Forgiveness. This can be an extremely difficult thing to do. When people wrong us we want the situation righted. We want justice for ourselves. We want them to get what is coming to them. Looking at someone who has done something terrible, saying we forgive them, and genuinely meaning it from the bottom of our hearts takes an incredible amount of love and compassion. However, it is not unheard of and indeed we hear it preached to us from multiple pulpits that we need to forgive others. But there is someone who we find it even harder to forgive who is never mentioned to us: Ourselves.
We live in a culture that tells us everything is all about us. With that in mind you think it would always be easy to brush off our own mistakes and simply not care when we’ve done something wrong. Sometimes this is the case. Then there are those times that we know we’ve messed up. Royally messed up. Those times we hurt the ones we cared about most, those times we fell backwards and did the things we swore that we had given up and would never do again, those times we became exactly what we said we would never be. While we live in a culture that tells us everything is about us, it also tells us to set high standards and expectations for ourselves. When we listen to the world and set expectations of ourselves, even if they are commendable ones like being a perfect parent or succeeding at a job, forgiving ourselves when we fail to meet these expectations is downright close to impossible. We’ve set ourselves to live by the rules and standards of the world, and the nature of the world is to be unforgiving.

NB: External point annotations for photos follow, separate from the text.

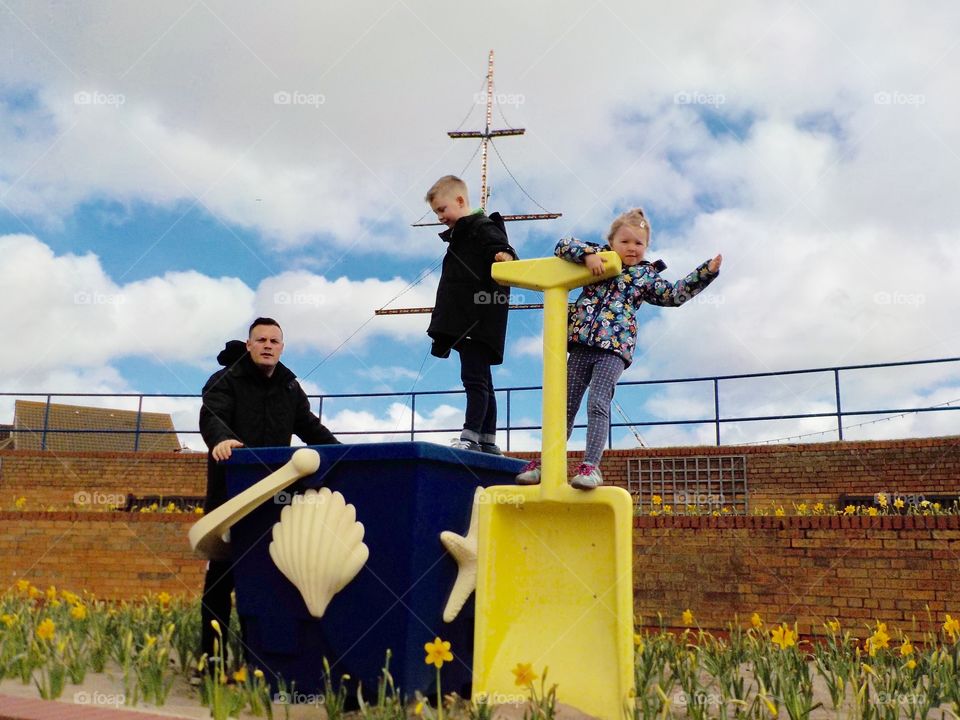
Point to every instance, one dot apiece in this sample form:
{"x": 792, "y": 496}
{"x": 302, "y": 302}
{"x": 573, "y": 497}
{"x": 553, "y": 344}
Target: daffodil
{"x": 783, "y": 636}
{"x": 878, "y": 641}
{"x": 46, "y": 630}
{"x": 523, "y": 674}
{"x": 438, "y": 652}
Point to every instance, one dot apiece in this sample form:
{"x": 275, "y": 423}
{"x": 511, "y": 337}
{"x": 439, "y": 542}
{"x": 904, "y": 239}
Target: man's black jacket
{"x": 241, "y": 403}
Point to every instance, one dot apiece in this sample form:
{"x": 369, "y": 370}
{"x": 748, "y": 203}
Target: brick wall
{"x": 58, "y": 479}
{"x": 113, "y": 555}
{"x": 803, "y": 569}
{"x": 776, "y": 473}
{"x": 793, "y": 568}
{"x": 820, "y": 472}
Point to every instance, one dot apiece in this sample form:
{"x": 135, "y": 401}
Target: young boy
{"x": 470, "y": 313}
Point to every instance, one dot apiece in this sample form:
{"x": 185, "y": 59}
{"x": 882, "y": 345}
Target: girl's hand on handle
{"x": 223, "y": 449}
{"x": 594, "y": 263}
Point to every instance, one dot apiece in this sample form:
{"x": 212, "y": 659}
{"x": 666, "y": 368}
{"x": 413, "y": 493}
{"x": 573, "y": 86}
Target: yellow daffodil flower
{"x": 438, "y": 652}
{"x": 783, "y": 636}
{"x": 524, "y": 675}
{"x": 46, "y": 630}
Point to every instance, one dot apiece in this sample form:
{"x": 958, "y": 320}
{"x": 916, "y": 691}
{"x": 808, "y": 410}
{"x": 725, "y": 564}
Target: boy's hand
{"x": 594, "y": 263}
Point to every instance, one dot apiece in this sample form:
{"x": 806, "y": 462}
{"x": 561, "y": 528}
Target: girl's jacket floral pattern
{"x": 604, "y": 316}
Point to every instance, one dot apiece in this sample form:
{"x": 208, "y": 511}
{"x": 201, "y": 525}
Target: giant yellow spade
{"x": 555, "y": 581}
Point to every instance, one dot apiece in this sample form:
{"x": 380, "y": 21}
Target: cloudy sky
{"x": 168, "y": 171}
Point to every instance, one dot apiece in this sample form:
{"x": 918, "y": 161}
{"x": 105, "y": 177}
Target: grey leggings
{"x": 598, "y": 370}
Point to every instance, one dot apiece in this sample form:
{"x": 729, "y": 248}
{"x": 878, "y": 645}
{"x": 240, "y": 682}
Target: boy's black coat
{"x": 469, "y": 302}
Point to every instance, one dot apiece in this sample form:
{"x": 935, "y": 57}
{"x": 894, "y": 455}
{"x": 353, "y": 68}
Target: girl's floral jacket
{"x": 604, "y": 316}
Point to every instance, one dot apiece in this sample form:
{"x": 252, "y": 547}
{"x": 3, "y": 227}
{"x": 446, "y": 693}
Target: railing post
{"x": 836, "y": 384}
{"x": 136, "y": 435}
{"x": 508, "y": 420}
{"x": 46, "y": 421}
{"x": 716, "y": 407}
{"x": 413, "y": 415}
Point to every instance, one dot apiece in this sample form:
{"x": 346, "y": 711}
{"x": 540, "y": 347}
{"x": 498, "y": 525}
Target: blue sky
{"x": 169, "y": 173}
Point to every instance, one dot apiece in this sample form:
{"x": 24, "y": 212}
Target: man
{"x": 255, "y": 401}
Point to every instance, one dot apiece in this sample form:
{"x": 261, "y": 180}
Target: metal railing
{"x": 718, "y": 420}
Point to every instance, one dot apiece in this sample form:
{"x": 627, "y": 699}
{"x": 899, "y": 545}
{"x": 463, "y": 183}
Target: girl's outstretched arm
{"x": 658, "y": 291}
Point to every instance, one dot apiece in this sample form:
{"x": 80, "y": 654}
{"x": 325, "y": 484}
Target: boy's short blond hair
{"x": 634, "y": 218}
{"x": 448, "y": 183}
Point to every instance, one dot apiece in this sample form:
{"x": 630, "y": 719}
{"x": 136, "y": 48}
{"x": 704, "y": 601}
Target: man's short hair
{"x": 445, "y": 184}
{"x": 263, "y": 321}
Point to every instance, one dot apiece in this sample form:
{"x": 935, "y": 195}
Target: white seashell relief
{"x": 318, "y": 546}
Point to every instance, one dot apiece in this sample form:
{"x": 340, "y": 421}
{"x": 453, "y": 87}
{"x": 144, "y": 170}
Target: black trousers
{"x": 480, "y": 419}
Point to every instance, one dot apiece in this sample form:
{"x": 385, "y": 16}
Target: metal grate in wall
{"x": 691, "y": 485}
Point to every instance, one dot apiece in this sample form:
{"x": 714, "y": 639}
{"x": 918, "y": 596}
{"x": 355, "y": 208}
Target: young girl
{"x": 603, "y": 329}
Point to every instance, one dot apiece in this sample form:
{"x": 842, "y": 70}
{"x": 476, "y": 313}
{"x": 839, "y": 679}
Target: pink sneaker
{"x": 587, "y": 478}
{"x": 530, "y": 475}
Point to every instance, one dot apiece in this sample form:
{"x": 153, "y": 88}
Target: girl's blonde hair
{"x": 631, "y": 218}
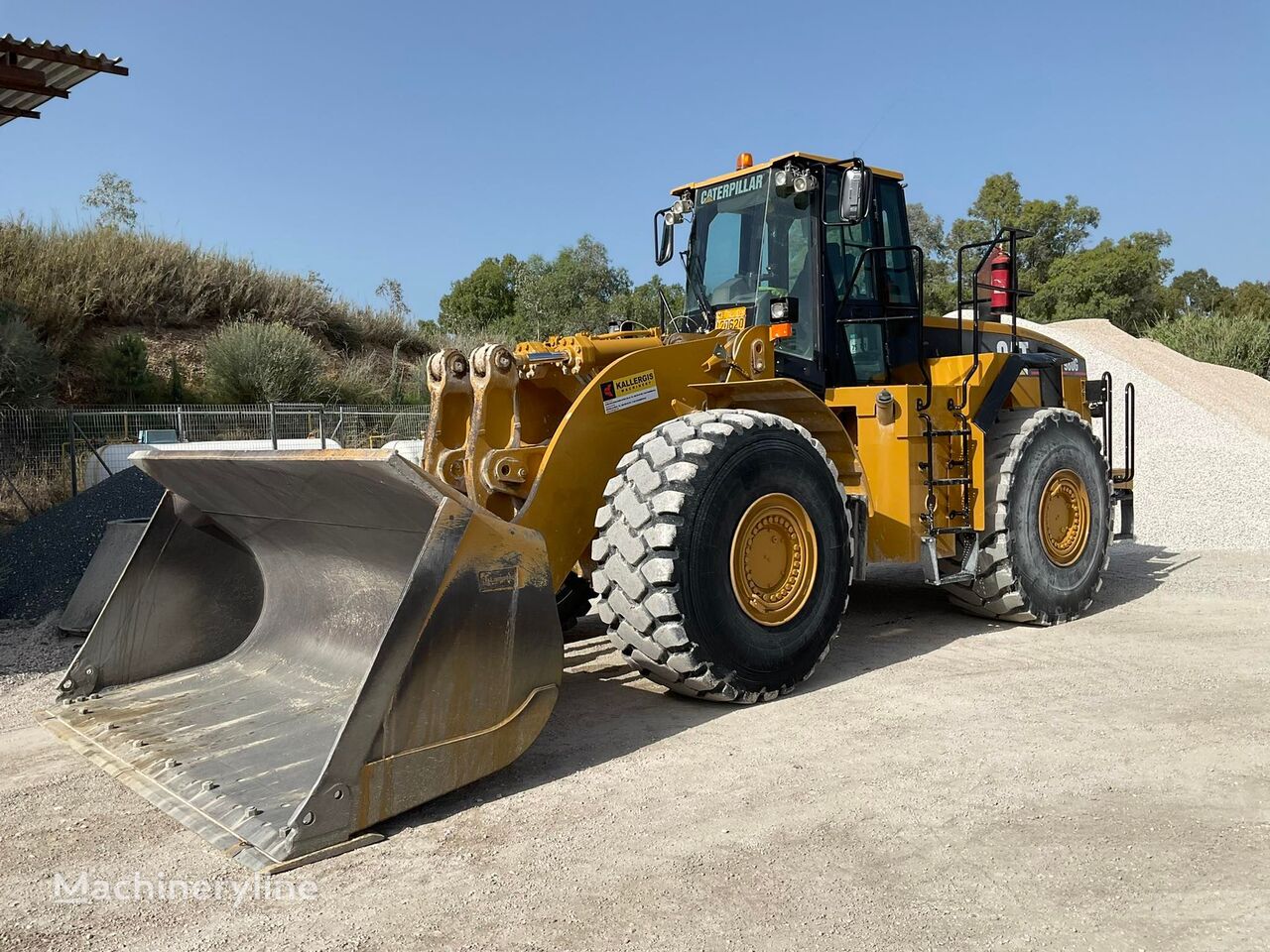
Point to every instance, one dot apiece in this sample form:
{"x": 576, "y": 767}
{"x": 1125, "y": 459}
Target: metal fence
{"x": 48, "y": 456}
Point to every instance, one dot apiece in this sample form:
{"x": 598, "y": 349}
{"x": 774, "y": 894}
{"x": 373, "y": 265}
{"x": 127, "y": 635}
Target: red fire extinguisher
{"x": 1000, "y": 280}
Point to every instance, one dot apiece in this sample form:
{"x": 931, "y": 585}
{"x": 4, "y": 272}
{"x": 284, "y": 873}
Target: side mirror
{"x": 663, "y": 236}
{"x": 856, "y": 193}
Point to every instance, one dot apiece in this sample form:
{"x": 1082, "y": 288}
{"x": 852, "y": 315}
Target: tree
{"x": 926, "y": 230}
{"x": 1060, "y": 227}
{"x": 1252, "y": 296}
{"x": 580, "y": 289}
{"x": 574, "y": 291}
{"x": 114, "y": 200}
{"x": 1199, "y": 291}
{"x": 390, "y": 290}
{"x": 27, "y": 368}
{"x": 125, "y": 371}
{"x": 483, "y": 298}
{"x": 1119, "y": 281}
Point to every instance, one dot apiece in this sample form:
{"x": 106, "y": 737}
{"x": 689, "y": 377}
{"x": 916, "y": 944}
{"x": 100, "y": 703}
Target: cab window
{"x": 843, "y": 245}
{"x": 899, "y": 272}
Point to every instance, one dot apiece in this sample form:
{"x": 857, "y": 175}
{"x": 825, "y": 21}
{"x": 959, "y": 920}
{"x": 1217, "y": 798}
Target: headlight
{"x": 681, "y": 207}
{"x": 804, "y": 181}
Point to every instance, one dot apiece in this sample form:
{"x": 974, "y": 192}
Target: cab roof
{"x": 770, "y": 163}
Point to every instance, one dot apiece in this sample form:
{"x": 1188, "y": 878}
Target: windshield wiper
{"x": 697, "y": 286}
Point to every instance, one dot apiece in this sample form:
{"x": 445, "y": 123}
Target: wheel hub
{"x": 774, "y": 558}
{"x": 1064, "y": 517}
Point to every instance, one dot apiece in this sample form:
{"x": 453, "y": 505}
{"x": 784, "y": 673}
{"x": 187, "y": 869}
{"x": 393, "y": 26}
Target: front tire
{"x": 1048, "y": 516}
{"x": 724, "y": 555}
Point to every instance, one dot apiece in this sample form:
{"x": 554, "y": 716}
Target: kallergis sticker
{"x": 624, "y": 393}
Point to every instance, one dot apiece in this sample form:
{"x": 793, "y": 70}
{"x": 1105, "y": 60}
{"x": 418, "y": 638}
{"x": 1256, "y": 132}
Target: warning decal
{"x": 627, "y": 391}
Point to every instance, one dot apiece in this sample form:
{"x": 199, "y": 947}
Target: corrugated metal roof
{"x": 31, "y": 73}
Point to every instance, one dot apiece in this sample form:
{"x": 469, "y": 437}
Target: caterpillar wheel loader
{"x": 305, "y": 644}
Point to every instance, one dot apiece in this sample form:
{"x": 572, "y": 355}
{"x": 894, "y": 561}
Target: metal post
{"x": 70, "y": 445}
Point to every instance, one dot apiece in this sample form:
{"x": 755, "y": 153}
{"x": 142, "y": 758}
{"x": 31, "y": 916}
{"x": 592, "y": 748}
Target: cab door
{"x": 873, "y": 324}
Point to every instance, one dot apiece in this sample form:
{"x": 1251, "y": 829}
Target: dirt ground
{"x": 943, "y": 782}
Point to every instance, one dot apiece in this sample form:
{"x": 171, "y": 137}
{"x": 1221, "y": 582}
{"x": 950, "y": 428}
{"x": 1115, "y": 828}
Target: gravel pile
{"x": 1203, "y": 448}
{"x": 42, "y": 560}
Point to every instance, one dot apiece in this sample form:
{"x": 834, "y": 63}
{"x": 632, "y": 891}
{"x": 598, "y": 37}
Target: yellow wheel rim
{"x": 774, "y": 558}
{"x": 1065, "y": 517}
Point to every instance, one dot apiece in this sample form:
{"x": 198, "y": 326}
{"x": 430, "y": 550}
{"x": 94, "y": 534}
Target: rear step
{"x": 305, "y": 644}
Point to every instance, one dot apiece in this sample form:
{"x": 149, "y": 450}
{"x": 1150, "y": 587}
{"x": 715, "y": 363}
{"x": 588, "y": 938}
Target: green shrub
{"x": 361, "y": 380}
{"x": 253, "y": 362}
{"x": 27, "y": 370}
{"x": 1233, "y": 339}
{"x": 123, "y": 371}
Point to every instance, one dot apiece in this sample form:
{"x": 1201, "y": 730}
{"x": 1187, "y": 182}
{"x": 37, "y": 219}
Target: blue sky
{"x": 414, "y": 139}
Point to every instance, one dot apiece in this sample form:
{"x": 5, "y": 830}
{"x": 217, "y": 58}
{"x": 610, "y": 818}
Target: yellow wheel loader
{"x": 305, "y": 644}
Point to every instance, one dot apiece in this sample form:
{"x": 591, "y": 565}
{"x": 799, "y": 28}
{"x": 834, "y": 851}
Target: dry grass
{"x": 64, "y": 281}
{"x": 32, "y": 490}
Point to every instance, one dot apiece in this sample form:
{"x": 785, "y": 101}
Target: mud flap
{"x": 305, "y": 644}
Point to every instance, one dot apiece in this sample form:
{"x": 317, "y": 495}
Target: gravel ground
{"x": 1203, "y": 449}
{"x": 42, "y": 560}
{"x": 944, "y": 782}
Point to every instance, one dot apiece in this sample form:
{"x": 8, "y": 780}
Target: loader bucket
{"x": 305, "y": 644}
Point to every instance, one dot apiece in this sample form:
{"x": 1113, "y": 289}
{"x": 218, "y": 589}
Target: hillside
{"x": 81, "y": 290}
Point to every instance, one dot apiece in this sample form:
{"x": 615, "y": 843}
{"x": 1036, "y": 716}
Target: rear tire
{"x": 1023, "y": 576}
{"x": 666, "y": 552}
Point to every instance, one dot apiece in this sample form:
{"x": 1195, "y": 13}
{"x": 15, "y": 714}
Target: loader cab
{"x": 775, "y": 232}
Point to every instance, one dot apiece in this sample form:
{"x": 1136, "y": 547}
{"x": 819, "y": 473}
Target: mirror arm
{"x": 659, "y": 229}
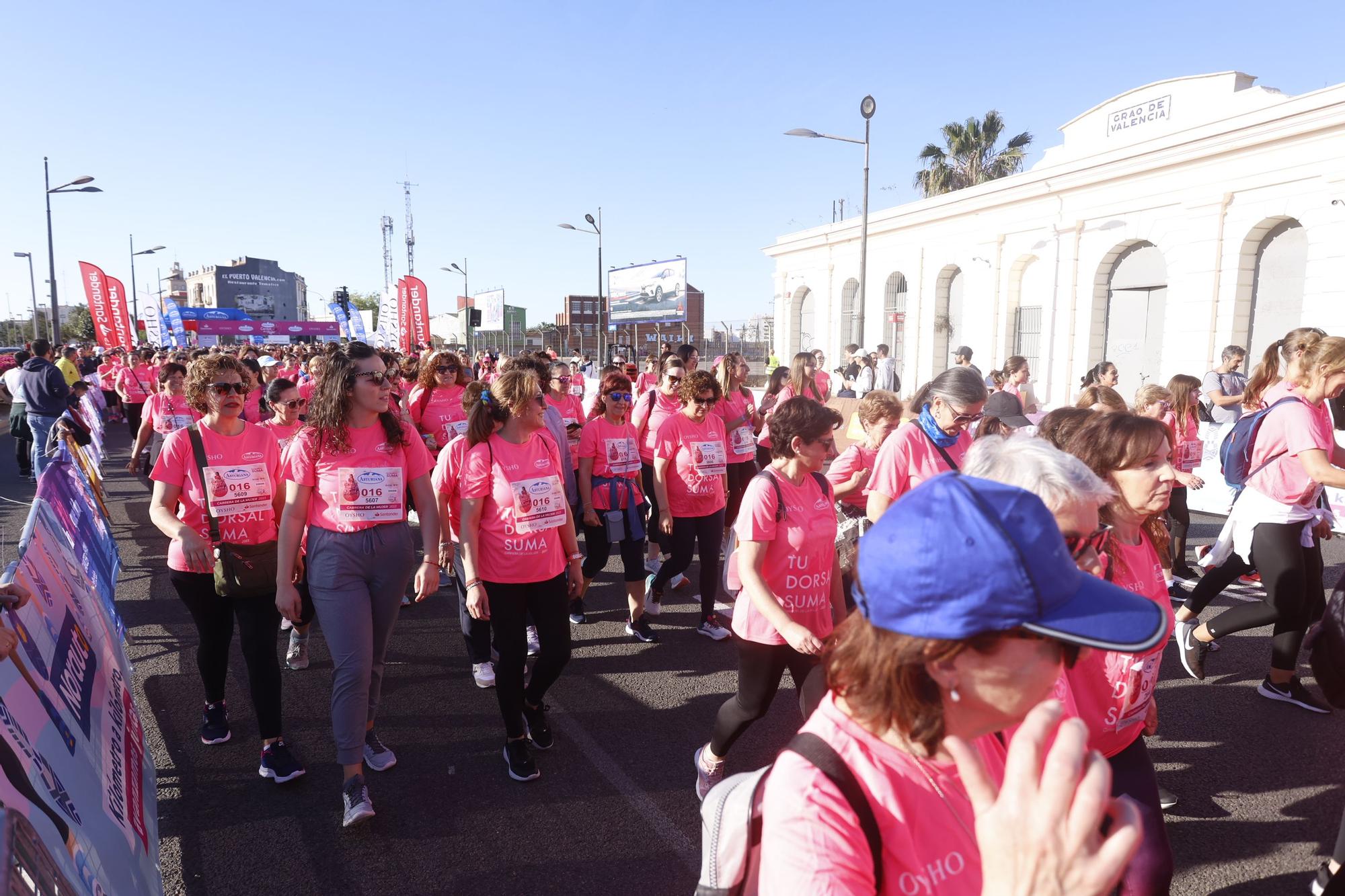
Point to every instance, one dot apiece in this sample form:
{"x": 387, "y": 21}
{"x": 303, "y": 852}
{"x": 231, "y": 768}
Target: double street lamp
{"x": 52, "y": 256}
{"x": 867, "y": 108}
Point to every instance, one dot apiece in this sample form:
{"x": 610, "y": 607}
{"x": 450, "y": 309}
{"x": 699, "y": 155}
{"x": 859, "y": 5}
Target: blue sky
{"x": 282, "y": 130}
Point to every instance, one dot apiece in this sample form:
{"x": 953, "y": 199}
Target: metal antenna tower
{"x": 411, "y": 231}
{"x": 388, "y": 253}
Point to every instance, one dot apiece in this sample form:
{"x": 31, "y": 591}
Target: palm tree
{"x": 969, "y": 157}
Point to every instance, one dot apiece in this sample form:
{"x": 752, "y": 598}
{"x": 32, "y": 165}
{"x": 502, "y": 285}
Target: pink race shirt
{"x": 852, "y": 459}
{"x": 736, "y": 411}
{"x": 1289, "y": 431}
{"x": 170, "y": 413}
{"x": 442, "y": 415}
{"x": 617, "y": 455}
{"x": 1113, "y": 690}
{"x": 800, "y": 555}
{"x": 649, "y": 416}
{"x": 243, "y": 477}
{"x": 812, "y": 842}
{"x": 362, "y": 487}
{"x": 523, "y": 491}
{"x": 909, "y": 458}
{"x": 699, "y": 464}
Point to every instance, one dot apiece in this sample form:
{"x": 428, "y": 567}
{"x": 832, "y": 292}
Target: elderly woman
{"x": 989, "y": 610}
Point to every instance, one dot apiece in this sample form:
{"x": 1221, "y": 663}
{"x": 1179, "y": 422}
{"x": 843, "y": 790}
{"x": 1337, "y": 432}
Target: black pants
{"x": 703, "y": 537}
{"x": 1293, "y": 580}
{"x": 259, "y": 622}
{"x": 510, "y": 608}
{"x": 598, "y": 549}
{"x": 740, "y": 475}
{"x": 761, "y": 669}
{"x": 652, "y": 526}
{"x": 477, "y": 633}
{"x": 1179, "y": 521}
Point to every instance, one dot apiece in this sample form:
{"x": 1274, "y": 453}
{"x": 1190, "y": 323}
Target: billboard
{"x": 648, "y": 294}
{"x": 493, "y": 309}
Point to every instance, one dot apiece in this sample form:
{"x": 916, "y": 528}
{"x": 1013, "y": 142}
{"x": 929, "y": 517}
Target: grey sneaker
{"x": 356, "y": 801}
{"x": 377, "y": 756}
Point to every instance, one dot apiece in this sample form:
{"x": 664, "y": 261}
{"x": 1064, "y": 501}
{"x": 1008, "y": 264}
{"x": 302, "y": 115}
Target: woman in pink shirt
{"x": 1278, "y": 526}
{"x": 240, "y": 487}
{"x": 518, "y": 532}
{"x": 349, "y": 474}
{"x": 930, "y": 444}
{"x": 610, "y": 493}
{"x": 948, "y": 649}
{"x": 691, "y": 458}
{"x": 652, "y": 409}
{"x": 738, "y": 411}
{"x": 166, "y": 412}
{"x": 792, "y": 579}
{"x": 436, "y": 400}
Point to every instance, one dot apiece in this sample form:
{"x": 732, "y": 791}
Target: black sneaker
{"x": 537, "y": 727}
{"x": 641, "y": 631}
{"x": 215, "y": 724}
{"x": 1194, "y": 654}
{"x": 518, "y": 758}
{"x": 279, "y": 763}
{"x": 1292, "y": 693}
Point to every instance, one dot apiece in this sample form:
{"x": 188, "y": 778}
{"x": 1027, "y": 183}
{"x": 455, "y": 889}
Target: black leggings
{"x": 761, "y": 669}
{"x": 1293, "y": 580}
{"x": 701, "y": 536}
{"x": 512, "y": 604}
{"x": 259, "y": 620}
{"x": 740, "y": 475}
{"x": 652, "y": 526}
{"x": 1179, "y": 521}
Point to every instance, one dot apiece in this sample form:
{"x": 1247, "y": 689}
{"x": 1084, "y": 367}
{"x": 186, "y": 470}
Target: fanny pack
{"x": 241, "y": 571}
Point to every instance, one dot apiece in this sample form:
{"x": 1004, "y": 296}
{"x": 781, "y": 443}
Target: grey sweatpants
{"x": 357, "y": 581}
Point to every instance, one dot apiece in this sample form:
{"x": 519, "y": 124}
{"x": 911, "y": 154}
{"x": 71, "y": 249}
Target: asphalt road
{"x": 614, "y": 810}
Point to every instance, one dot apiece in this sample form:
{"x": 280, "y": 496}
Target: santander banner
{"x": 419, "y": 303}
{"x": 96, "y": 291}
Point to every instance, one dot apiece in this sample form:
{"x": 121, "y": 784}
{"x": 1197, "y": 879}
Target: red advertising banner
{"x": 96, "y": 291}
{"x": 419, "y": 303}
{"x": 120, "y": 314}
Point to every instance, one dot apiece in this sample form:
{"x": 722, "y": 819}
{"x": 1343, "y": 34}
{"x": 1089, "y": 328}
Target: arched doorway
{"x": 1277, "y": 296}
{"x": 1137, "y": 300}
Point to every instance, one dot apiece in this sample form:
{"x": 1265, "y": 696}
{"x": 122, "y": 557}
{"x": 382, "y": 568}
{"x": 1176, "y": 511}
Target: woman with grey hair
{"x": 931, "y": 444}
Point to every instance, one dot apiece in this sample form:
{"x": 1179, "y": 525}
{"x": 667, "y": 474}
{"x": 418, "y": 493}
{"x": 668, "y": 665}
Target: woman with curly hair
{"x": 185, "y": 494}
{"x": 349, "y": 471}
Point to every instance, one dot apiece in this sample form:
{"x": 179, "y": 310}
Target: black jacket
{"x": 45, "y": 388}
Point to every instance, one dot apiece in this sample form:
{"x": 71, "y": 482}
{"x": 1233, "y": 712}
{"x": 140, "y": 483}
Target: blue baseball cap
{"x": 960, "y": 556}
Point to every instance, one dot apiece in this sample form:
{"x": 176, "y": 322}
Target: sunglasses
{"x": 225, "y": 388}
{"x": 1097, "y": 540}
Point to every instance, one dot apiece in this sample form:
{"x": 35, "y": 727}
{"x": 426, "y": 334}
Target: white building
{"x": 1172, "y": 220}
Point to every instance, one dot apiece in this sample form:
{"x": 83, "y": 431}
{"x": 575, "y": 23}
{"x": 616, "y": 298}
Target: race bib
{"x": 539, "y": 503}
{"x": 369, "y": 494}
{"x": 623, "y": 455}
{"x": 708, "y": 458}
{"x": 244, "y": 489}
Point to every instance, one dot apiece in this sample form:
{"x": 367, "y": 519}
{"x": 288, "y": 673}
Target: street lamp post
{"x": 867, "y": 108}
{"x": 33, "y": 286}
{"x": 135, "y": 295}
{"x": 602, "y": 309}
{"x": 52, "y": 256}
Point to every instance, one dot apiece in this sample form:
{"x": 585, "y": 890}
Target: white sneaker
{"x": 484, "y": 674}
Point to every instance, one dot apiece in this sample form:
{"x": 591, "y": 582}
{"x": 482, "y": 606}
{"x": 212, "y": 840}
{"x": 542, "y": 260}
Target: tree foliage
{"x": 970, "y": 155}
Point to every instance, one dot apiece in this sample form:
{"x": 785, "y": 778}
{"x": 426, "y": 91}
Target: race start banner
{"x": 79, "y": 790}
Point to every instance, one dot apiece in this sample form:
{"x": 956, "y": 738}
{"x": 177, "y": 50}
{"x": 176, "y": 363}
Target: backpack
{"x": 731, "y": 581}
{"x": 1235, "y": 455}
{"x": 731, "y": 821}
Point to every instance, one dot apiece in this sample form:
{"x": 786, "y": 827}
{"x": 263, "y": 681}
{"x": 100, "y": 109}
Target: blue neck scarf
{"x": 934, "y": 430}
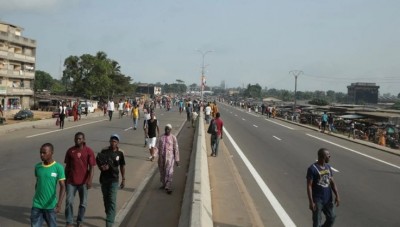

Ultimately, the reason why it can be so much harder to forgive ourselves than someone else is because we know ourselves better than any other human being does. I can personally say that there are things about me that only I know. In fact, even with the things I’ve confessed to the ones I’m close to only I know all of the details. The fact is, to the people around us we can seem like pretty nice people, but then, they can’t see the inner demons that we struggle with. We fail to realize that the existence of faults and failed expectations does not prevent us from still being good people. We carry around these burdens, even if others have forgiven us, because we fail to forgive ourselves. We look at what we have done and say, “I don’t deserve grace.”
I’ve got great news for you: You’re right, you don’t.
“Whoa there, Wesley, how is confirming that I am so terrible that I don’t deserve grace a good thing?” Let’s face it, if deserving grace were criteria for receiving it, you and I and everyone else in the world would be in a whole lot of trouble. That’s the whole point. We beat ourselves up for not deserving something that by very definition is undeserved! We all know Romans 3:23, “The wages of sin is death.” Wages are something that are earned and are deserved. Paul does not write that the wages of sin are grace and forgiveness. Why is it then that we have a problem with not deserving grace? Nobody does!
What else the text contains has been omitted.